Citing traffic, light and noise, Lenexa council rejects proposed QuikTrip at 95th and Noland

A rendering of the proposed QuikTrip project denied by the Lenexa council.

The Lenexa City Council shut off the pump on a proposed new QuikTrip store at the northeast corner of 95th Street and Noland Road, citing ongoing concerns about anticipated negative effects on the adjacent residential neighborhood from excessive traffic, light and noise.

At its Tuesday meeting, the council rejected a proposed ordinance to rezone the property to allow the convenience store; a proposed ordinance for a special use permit to allow gasoline sales on the property; and a preliminary plan for the store. Ward 2 Councilman Thomas Nolte cast the lone vote in favor of the store. Ward 3 Councilman Dan Roh was absent.

Lenexa QuikTrip Proposal JB One Stop
Neighbors were concerned that the plans for a QuikTrip on the site would bring light and noise pollution. Photo credit Johnson County Appraiser’s Office.

The new QuikTrip would have replaced and doubled the size of JB’s One Stop at 95th and Noland. At its July 3 meeting, the council voted unanimously to return a revised proposal for the new store to the Lenexa Planning Commission, which recommended denial of another amended plan at its Aug. 6 meeting. The planning commission had also recommended denial of an earlier plan at its June 4 meeting.

Shannon Marcano, a lawyer with Local Law LLC who represents QuikTrip, made a presentation to the council describing the concessions the company had made in its amended applications and citing the benefits the store would have on the area, including increased tax revenue.

Jim Briuer, who co-owns JB’s One Stop with his wife, Linda Briuer, also addressed the council. They have owned JB’s for more than 30 years, he said, but decided to sell it because of his poor health.

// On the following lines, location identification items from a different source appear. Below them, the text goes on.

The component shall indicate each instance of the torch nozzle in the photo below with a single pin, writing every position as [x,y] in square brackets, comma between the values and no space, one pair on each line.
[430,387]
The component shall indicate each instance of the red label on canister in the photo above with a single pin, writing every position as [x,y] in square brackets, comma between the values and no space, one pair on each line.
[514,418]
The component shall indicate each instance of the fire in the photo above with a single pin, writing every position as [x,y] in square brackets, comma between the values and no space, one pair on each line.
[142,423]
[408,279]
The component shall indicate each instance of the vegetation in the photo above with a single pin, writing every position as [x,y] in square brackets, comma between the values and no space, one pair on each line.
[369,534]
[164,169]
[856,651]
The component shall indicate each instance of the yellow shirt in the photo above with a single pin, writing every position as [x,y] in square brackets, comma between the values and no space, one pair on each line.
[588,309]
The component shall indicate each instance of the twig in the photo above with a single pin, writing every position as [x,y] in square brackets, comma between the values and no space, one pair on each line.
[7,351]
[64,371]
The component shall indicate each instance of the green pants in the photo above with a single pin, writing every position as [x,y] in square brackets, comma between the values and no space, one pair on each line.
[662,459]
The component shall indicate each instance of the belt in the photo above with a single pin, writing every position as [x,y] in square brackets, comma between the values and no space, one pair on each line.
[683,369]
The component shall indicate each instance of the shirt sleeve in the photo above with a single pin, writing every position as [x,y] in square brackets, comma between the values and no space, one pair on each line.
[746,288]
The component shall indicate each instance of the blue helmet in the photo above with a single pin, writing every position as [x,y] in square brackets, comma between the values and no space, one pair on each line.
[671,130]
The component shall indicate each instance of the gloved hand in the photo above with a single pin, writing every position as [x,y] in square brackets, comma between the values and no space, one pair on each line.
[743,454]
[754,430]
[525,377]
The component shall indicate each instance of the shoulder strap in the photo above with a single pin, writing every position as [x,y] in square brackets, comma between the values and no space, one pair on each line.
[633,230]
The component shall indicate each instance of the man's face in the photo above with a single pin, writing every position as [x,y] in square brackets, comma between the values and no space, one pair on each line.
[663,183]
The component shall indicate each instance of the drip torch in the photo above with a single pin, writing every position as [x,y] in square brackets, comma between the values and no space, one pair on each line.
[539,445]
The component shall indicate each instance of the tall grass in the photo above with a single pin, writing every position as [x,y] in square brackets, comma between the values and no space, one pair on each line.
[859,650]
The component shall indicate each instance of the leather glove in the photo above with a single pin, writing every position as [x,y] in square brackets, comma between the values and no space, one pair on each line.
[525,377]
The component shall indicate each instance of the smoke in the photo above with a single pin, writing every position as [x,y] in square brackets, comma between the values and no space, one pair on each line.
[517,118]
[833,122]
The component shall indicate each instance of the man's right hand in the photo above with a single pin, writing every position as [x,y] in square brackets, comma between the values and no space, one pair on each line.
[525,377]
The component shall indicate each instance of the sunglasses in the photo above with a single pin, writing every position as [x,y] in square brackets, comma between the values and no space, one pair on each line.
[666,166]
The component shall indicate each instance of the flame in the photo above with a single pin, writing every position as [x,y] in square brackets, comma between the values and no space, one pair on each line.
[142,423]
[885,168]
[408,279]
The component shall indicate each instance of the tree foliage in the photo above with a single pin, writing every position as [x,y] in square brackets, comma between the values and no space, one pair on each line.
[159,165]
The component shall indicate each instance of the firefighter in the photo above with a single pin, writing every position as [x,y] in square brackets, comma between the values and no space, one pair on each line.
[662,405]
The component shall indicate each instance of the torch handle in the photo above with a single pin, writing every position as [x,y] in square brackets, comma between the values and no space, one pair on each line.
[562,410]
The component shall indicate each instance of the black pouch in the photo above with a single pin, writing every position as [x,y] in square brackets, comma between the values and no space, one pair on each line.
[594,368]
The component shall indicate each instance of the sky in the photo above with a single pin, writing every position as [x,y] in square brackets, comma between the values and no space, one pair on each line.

“When first approached by QuikTrip to purchase our property, both Linda and I agreed: Who better to turn our loyal customers over to (than) QuikTrip?” Briuer said. “As a competitor of QuikTrip for many years, I gained a huge appreciation of the quality of their operation…Turning our long-operation business over to QuikTrip provides Linda and me with the sense that we’re doing good by Lenexa and the greater community…We cannot stand any longer to allow a few neighbors to keep QuikTrip from continuing our legacy…This is the right thing for us and the right thing for Lenexa.”

Lenexa resident Joe Quint, whose residential property abuts the site of the proposed store, also made a presentation to the council. It included photos of himself, his wife and their children, and photos and maps of his property relative to the proposed store’s site.

“It’s very close to my house,” Quint said. “We will actually see 100 percent of the traffic, despite what they say. … We’ll see 100 percent of those (vehicles’) lights.”

Quint said that he liked and frequented QuikTrip stores but added that, because they’re “very well lit…you can see them from a mile away.” He also cited in his presentation’s visuals other reasons for concern about having the store so close to his property, including a “greater crime vector” and “loud talking, lurking, substantially higher danger for my and other neighborhood children, abduction, fights and foul language.”

“Would you want your children to be playing in my backyard, or grandchildren?” Quint said.

Ward 4 Councilman Andy Huckaba said the proposed store “feels like a misfit for a number of reasons.”

“I’m challenged by the impact on the neighborhood,” Huckaba said. “I’m challenged by the traffic that’s there right now, and I see that nearly every day as I go past that area. It’s a challenging intersection, Noland and 95th, and cars back up often there … and I can only see that increasing in the scenario with this particular application.”

Nolte disagreed that a new QuikTrip at the site would necessarily attract extra traffic.

“They live off the traffic that’s already there,” he said, adding that QuikTrip “set(s) the price for gasoline, and they set the standard for service.”